Four minutes to read.
Besides gunpowder, the Chinese invented prosthetic devices. I know this because my guidebook says that circa 221 B.C. the Emperor Qin Shi Huang ruled China with an iron hand.
I’m in China, alone. Without family or friends around, I have started talking to myself, telling myself jokes. Lonely people talk to themselves.
Beijing is Los Angeles with Chinese street signs and five times the population. Urban sprawl, skyscrapers, freeways. Great food. Great museums. Busy people on the move. Impenetrable. Mysterious. Isolating.
The Beijing sky is a hazy grey, horizon to horizon. It’s as if everyone here has forgotten what a blue sky looks like. Poor air quality is my feeble excuse for not leaving my hotel, for daydreaming about home, for wallowing in my fucking loneliness.
In my hotel room—my hideaway, my segregation—I’m spending way too much time getting a jaw-grinding education on censorship. The TV gets 53 Chinese channels, mostly a boring mix of local sports and banal game shows. When news about China appears on CNN, the TV goes black—enforcing another moment of isolating apartness. Without my wife to tell me to get some sleep (or at least let her get some sleep), I stay up half the night with the TV screen glowing in the dark.
Judged by Western white-bread palates, the Chinese are gluttons for exotic foods. Camel’s foot is mild, chewy, slithery. Scorpion is crunchy. Snake wine is poured from a bottle with a coiled snake inside it. I think the snake was doing the backstroke. Eating alone is eating alone.

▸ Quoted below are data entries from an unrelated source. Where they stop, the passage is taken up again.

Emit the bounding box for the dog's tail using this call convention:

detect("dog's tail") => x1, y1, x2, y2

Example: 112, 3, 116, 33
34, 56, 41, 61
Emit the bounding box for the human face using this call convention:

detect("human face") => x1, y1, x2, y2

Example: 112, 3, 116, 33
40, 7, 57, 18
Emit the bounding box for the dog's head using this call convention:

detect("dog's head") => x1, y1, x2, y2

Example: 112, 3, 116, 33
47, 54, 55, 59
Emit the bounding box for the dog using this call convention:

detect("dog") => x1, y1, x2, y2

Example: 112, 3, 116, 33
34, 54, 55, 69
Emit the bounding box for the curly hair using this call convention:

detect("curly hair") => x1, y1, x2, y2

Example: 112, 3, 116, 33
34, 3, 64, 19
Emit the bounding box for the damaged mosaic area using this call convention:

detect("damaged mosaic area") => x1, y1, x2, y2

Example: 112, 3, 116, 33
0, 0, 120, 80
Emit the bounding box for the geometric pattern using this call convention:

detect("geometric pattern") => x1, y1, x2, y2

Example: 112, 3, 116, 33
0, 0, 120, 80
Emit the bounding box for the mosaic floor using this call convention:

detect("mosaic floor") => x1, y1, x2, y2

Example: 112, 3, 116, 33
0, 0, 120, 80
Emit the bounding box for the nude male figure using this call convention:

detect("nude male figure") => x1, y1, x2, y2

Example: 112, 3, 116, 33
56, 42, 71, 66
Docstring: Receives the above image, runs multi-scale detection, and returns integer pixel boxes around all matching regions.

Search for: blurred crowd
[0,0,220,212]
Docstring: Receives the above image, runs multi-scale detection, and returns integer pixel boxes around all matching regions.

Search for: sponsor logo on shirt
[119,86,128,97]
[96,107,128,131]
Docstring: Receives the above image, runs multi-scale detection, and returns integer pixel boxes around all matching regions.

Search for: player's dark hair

Last week in Xi’an, I rented a bicycle to ride atop the parapets of the walled city. The skyline of tiled roofs and the scarlet lanterns at the South Gate evoke the majesty of old China. Crammed against the ancient walls, seedy housing with clotheslines strewn helter-skelter and communal water spigots are a study in tenement living. As I biked along, a frail, solitary woman in a raggedy cotton dress stood at a dirty, cracked window watching me—our worlds as different as fate permits. Yet there we were, alone and separate.
The next day, I toured the Xi’an Terracotta Army. Rows of clay soldiers, each one battle ready, massed on a sprawling parade ground. In their mute immobility, the warriors radiate a menacing, mesmerizing presence. My insides flinched. Intimidating, phalanxed WWII Nazi parades and Trump cult rallies propagandizing his criminality bombarded my mind. My stomach hardened, legs frozen in place. No one noticed.
Yesterday, on board a Li River cruise, the guide’s grating, nonstop narration insisted the mountain outcroppings along the river looked like mothers with babies, bats in flight or galloping horses. Chinese tourists with cameras—as goofy as American tourists with cameras—thought the elephant-drinking cliff was especially photogenic. I only saw a large, lumpy, lonely rock.
By the time I arrive home my travel narrative will be a maze of misperceptions, muddlements, mental fogginess. To unscramble my opaque memory, I decide to write a few journal notes about the Forbidden City, but stop myself. Maybe it’s forbidden.